Decomposing the ELBO
Rob Zinkov
2018-11-02
When performing Variational Inference, we are minimizing the KL divergence between some distribution we care about \(p(\v{z} \mid \v{x})\) and some distribution that is easier to work with \(q_\phi(\v{z} \mid \v{x})\).
\[ \begin{align} \phi^* &= \underset{\phi}{\mathrm{argmin}}\, \text{KL}(q_\phi(\v{z} \mid \v{x}) \;\|\; p(\v{z} \mid \v{x})) \\ &= \underset{\phi}{\mathrm{argmin}}\, \mathbb{E}_{q_\phi(\v{z} \mid \v{x})} \big[\log q_\phi(\v{z} \mid \v{x}) - \log p(\v{z} \mid \v{x}) \big]\\ \end{align} \]
Now because the density of \(p(\mathbf{z} \mid \mathbf{x})\) usually isn’t tractable, we use a property of the log model evidence \(\log\, p(\v{x})\) to define a different objective to optimize.
\[ \begin{align} \Expect_{q_\phi(\v{z} \mid \v{x})} \big[\log q_\phi(\v{z} \mid \v{x}) - \log p(\v{z} \mid \v{x})\big] &\leq \Expect_{q_\phi(\v{z} \mid \v{x})} \big[\log q_\phi(\v{z} \mid \v{x}) - \log p(\v{z} \mid \v{x})\big] - \log p(\v{x}) \\ &= \Expect _{q_\phi(\v{z} \mid \v{x})} \big[\log q_\phi(\v{z} \mid \v{x}) - \log p(\v{z} \mid \v{x}) - \log p(\v{x})\big] \\ &= \Expect _{q_\phi(\v{z} \mid \v{x})} \big[\log q_\phi(\v{z} \mid \v{x}) - \log p(\v{x}, \v{z})\big]\\ &= -\mathcal{L}(\phi) \end{align} \]
As \(\mathcal{L}(\phi) = \log p(\v{x}) - \text{KL}(q_\phi(\v{z} \mid \v{x}) \;\|\; p(\v{z} \mid \v{x}))\) maximizing \(\mathcal{L}(\phi)\) effectively minimizes our original KL.
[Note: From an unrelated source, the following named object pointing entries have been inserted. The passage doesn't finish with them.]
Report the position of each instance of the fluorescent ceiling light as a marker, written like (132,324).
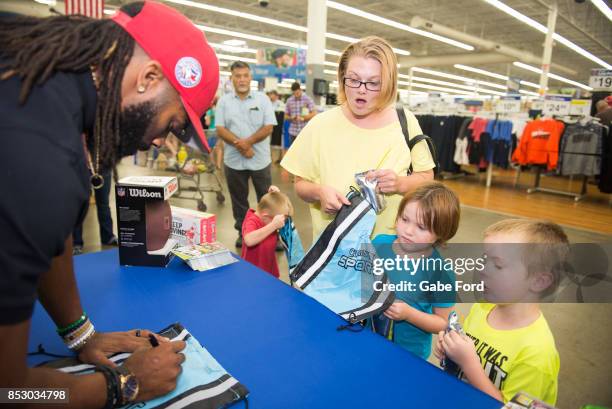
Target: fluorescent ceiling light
(452,84)
(493,74)
(603,7)
(236,13)
(373,17)
(413,92)
(235,42)
(354,40)
(233,49)
(551,75)
(543,29)
(458,78)
(261,39)
(271,21)
(236,58)
(483,72)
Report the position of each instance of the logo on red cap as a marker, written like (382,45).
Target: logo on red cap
(188,72)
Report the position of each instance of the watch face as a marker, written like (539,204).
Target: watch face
(129,388)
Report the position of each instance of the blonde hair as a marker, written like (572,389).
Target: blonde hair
(275,203)
(550,251)
(380,50)
(439,209)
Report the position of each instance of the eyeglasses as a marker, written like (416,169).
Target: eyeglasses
(355,83)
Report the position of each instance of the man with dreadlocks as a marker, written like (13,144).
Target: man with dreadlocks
(125,83)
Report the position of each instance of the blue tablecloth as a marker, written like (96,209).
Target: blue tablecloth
(278,342)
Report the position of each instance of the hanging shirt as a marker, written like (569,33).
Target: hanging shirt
(461,156)
(517,360)
(581,148)
(478,126)
(539,144)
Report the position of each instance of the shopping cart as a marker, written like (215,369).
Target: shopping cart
(193,170)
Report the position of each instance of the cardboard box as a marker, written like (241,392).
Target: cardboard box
(144,220)
(193,227)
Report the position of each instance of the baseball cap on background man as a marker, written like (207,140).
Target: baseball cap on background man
(187,60)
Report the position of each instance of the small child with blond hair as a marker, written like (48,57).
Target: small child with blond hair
(260,227)
(509,346)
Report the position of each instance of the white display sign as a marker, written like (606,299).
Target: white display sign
(580,107)
(556,105)
(537,105)
(508,105)
(601,79)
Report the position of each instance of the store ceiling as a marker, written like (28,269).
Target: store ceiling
(581,23)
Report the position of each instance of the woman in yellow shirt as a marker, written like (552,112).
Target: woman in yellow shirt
(361,134)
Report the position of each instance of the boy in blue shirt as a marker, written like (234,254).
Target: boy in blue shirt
(427,218)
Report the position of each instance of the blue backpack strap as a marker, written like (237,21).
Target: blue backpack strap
(411,142)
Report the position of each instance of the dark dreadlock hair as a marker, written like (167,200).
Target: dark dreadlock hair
(35,48)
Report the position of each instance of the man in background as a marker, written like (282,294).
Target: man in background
(299,110)
(244,122)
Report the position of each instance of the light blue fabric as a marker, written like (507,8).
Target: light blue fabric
(405,334)
(199,368)
(243,118)
(341,286)
(294,250)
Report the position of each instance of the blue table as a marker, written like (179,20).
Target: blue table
(281,344)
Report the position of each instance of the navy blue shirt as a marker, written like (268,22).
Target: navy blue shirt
(45,181)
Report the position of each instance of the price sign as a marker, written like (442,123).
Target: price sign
(580,107)
(601,79)
(556,105)
(537,105)
(508,105)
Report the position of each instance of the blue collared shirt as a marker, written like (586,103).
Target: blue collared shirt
(243,117)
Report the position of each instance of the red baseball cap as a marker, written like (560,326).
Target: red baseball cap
(188,61)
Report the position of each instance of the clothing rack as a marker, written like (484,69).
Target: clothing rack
(537,188)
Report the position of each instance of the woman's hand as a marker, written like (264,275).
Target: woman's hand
(438,348)
(331,200)
(387,180)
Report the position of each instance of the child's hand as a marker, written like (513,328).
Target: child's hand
(398,311)
(438,348)
(278,221)
(459,348)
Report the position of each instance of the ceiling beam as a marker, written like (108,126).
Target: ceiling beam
(450,59)
(483,44)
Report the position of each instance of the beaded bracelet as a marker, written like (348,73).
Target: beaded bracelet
(70,327)
(77,338)
(112,386)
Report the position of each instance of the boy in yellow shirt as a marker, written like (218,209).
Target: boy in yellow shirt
(509,347)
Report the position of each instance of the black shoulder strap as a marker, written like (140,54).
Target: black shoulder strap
(411,142)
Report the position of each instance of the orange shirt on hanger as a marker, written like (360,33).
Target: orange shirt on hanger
(539,144)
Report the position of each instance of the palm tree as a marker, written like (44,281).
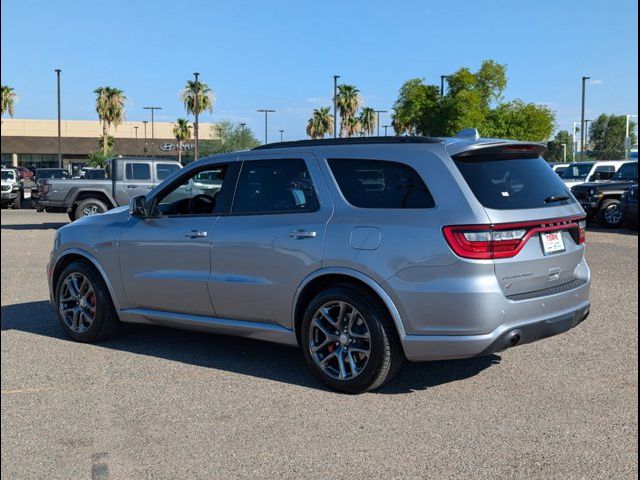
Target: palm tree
(320,123)
(110,109)
(9,98)
(348,100)
(182,132)
(353,126)
(197,94)
(368,120)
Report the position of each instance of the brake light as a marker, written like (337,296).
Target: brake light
(487,242)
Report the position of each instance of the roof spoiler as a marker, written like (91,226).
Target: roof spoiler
(503,151)
(469,134)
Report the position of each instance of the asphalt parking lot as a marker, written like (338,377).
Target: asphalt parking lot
(159,403)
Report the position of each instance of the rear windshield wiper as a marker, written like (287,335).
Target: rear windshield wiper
(556,198)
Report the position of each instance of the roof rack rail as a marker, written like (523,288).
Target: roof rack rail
(348,141)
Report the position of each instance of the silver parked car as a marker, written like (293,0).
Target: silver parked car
(362,251)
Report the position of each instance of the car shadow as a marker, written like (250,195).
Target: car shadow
(234,354)
(34,226)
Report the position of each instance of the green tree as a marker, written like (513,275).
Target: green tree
(97,159)
(348,100)
(182,132)
(320,123)
(110,108)
(9,99)
(473,100)
(555,149)
(607,136)
(197,97)
(227,136)
(517,120)
(368,120)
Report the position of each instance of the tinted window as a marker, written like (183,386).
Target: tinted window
(138,171)
(577,171)
(512,183)
(274,186)
(193,197)
(55,174)
(163,170)
(8,175)
(628,171)
(380,184)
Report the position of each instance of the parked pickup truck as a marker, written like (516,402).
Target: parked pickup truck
(129,177)
(601,200)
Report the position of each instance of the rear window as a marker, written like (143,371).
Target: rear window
(380,184)
(163,170)
(628,171)
(513,184)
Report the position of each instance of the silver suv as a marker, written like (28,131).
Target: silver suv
(363,252)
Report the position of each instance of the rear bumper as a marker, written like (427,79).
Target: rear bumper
(419,348)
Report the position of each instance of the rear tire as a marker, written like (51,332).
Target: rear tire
(333,342)
(90,206)
(84,305)
(610,215)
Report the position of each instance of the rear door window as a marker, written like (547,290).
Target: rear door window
(380,184)
(513,184)
(274,186)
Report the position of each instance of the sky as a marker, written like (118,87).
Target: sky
(282,54)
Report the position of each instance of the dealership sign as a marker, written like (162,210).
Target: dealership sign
(169,147)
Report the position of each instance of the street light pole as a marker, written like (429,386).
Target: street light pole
(57,70)
(575,141)
(442,79)
(266,123)
(144,122)
(153,109)
(582,125)
(335,105)
(627,138)
(196,112)
(378,112)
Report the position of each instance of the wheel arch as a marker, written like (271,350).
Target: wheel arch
(73,255)
(321,279)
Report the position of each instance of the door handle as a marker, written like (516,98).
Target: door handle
(301,234)
(196,234)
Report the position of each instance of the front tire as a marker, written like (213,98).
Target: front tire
(349,341)
(84,306)
(89,207)
(610,215)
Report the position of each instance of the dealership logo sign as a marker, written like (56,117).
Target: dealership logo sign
(169,147)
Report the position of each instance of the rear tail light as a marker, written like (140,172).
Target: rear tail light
(486,242)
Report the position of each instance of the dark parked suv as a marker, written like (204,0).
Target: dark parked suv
(601,200)
(363,252)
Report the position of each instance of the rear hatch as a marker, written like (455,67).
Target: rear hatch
(536,233)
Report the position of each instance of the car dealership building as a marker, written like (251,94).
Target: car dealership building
(34,143)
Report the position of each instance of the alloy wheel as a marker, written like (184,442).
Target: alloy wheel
(339,340)
(77,302)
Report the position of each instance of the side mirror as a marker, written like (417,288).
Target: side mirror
(138,206)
This term \(\mathcal{L}(\phi)\) is sometimes called the evidence lower-bound or ELBO, because the KL term must always be greater-than or equal to zero, \(\mathcal{L}(\phi)\) can be seen as a lower-bound estimate of \(\log p(\v{x})\).
Due to various linearity properties of expectations, this can be rearranged into many different forms. This is useful to get an intuition for what can be going wrong when you learn \(q_\phi(\v{z} \mid \v{x})\)
Now why does this matter? Couldn’t I just optimize this loss with SGD and be done? Well you can, but often if something is going wrong it will show up as one or some terms being unusually off. By making these tradeoffs in the loss function explicit means you can adjust it to favor different properties of your learned representation. Either by hand or automatically.
Entropy form
The classic form is in terms of an energy term and an entropy term. The first term encourages \(q\) to put high probability mass wherever \(p\) does so. The second term is encouraging that \(q\) should as much as possible maximize it’s entropy and put probability mass everywhere it can.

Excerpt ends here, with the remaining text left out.